Sebastián, que había ido a tomar asiento a los pies de la enorme cama de la pelirroja, que por su parte habría preferido alejarse discretamente hacia la playa como si todo aquello ya nada tuviera que ver con ella, asintió convencido.

— He oído hablar mucho de tu barco — dijo por fin —. De su tremenda potencia de fuego y sus fabulosos tesoros, pero te garantizo que ni con todo el oro del Perú podrías pagar lo que tiene el Viejo.

— Exageras.

— ¡En absoluto! ¿Cuántos barcos cargados de tesoros descansan en el fondo del Caribe…? ¿Docenas? ¿Centenares, tal vez? Con los libros de ruta del capitán la mayoría de ellos jamás se habrían hundido.

— ¿Estás seguro?

— Tan seguro como que estoy aquí. Y tan seguro como que en un par de años me los sabré de memoria, tal como se los sabe ahora el Viejo. — Se inclinó hacia adelante —. Entonces te seré de utilidad. Ahora, sin esos derroteros subiría tu barco a las rocas, por lo que lógicamente tú me arrancarías las tripas. — Negó una y otra vez con la cabeza al concluir —: ¿De qué me sirven diez mil libras si no me va a dar tiempo a gastármelas?

Mombars bajó los pies de la mesa, apoyó en ésta los codos y comenzó a rascarse con ambas manos la blanca melena, como si de ese modo ayudara a escapar los pensamientos que se amontonaban en su mente.

Parecía encontrarse sumamente cansado, o demasiado viejo para reiniciar la vida de pirata, con el cetrino rostro marcado por profundísimas arrugas y el poderoso torso mostrando ya los primeros síntomas de flaccidez, pero aun así su sola presencia imponía terror no sólo por su tremenda humanidad y su feroz aspecto, sino, sobre todo, por una fama que podría creerse que, más que precederle, le rodeaba como si de un halo maligno se tratase.

Y es que Mombars el Exterminador parecía transpirar violencia por cada poro de su cuerpo.

— Me cuesta creerte, pero te creo — masculló al fin como si hubiese necesitado todo ese tiempo para triturar y digerir las ideas —. Nadie en su sano juicio rechaza diez mil libras a no ser que tenga poderosísimas razones para hacerlo, y las tuyas parecen válidas. — Le miró de frente —. ¿Qué hacemos ahora?

— En Cumaná hay un piloto, Martín Prieto, que tal vez… — comenzó Sebastián con cierta timidez, para interrumpirse de inmediato ante el severo gesto de su interlocutor.

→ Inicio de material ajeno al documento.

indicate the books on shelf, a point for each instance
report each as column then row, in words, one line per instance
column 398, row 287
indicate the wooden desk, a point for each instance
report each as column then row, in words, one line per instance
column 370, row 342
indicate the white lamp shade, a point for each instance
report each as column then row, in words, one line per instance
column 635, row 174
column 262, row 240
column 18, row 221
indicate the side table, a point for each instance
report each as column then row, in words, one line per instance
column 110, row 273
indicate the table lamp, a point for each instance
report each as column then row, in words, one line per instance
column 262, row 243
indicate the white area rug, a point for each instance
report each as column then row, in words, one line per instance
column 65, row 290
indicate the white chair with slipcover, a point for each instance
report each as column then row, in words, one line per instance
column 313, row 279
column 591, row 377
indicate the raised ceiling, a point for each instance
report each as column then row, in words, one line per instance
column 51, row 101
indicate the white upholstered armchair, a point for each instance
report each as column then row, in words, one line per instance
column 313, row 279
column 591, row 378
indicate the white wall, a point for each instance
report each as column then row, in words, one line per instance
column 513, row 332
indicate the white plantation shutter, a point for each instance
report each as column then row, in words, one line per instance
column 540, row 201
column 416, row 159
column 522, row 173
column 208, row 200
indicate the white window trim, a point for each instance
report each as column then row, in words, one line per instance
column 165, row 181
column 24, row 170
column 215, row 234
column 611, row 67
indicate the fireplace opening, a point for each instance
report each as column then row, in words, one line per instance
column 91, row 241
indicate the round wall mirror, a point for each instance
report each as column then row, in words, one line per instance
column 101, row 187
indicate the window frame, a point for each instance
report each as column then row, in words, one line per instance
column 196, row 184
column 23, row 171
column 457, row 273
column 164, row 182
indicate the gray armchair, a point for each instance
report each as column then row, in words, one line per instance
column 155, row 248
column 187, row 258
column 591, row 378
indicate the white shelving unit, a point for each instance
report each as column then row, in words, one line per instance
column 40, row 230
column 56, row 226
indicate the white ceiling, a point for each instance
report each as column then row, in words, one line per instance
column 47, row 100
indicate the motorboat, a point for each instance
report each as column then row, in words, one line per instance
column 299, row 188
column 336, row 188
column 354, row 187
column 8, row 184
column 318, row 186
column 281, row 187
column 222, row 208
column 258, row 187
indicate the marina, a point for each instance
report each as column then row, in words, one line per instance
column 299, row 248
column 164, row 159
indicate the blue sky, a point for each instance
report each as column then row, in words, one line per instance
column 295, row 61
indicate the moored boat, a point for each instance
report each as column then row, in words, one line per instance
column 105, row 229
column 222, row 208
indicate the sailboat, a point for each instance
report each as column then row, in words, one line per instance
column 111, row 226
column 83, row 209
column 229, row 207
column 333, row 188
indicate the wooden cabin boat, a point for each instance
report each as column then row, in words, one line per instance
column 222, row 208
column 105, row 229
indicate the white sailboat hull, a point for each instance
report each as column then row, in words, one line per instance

— ¡Para! ¡Para…! ¿Quién piensa en Martín Prieto? Ya sé que todos los capitanes darían un brazo por contar con él, pero ese «gachupín» es tan jodidamente fiel a su rey que sería capaz de embarrancar con tal de acabar con un barco enemigo. Hablemos de ti. — Le observó con atención —. Si tuvieras los derroteros del viejo Jacaré Jack, ¿aceptarías mi oferta?

El otro hizo un gesto de asombro señalando con el dedo a sus espaldas.

— ¿Con el archivo del Viejo? ¡Desde luego! Ya te he dicho que sabiendo interpretarlo se puede llegar a cualquier lugar con los ojos vendados. Y el capitán me ha enseñado cómo hacerlo.

— En ese caso — sentenció el gigantón volviendo a colocar sus enormes y desnudos pies sobre la mesa —, lo único que tenemos que hacer es apoderarnos de él… ¿O no?

Fue ahora Sebastián Heredia el que se tomó un rato para meditar sobre lo que acababa de oír, luego se puso en pie, se aproximó a la puerta y admiró la figura de la pelirroja recortada contra la rojiza luna que acababa de hacer su aparición en el horizonte.

Sin volverse, replicó:

— No creas que no he pensado en ello. — Su voz sonó tan tenue que su interlocutor se vio obligado a aguzar el oído —. ¡Un millón de veces! — insistió —. Pero ¿cómo? — Ahora sí que se volvió a mirarle —. ¿Cómo?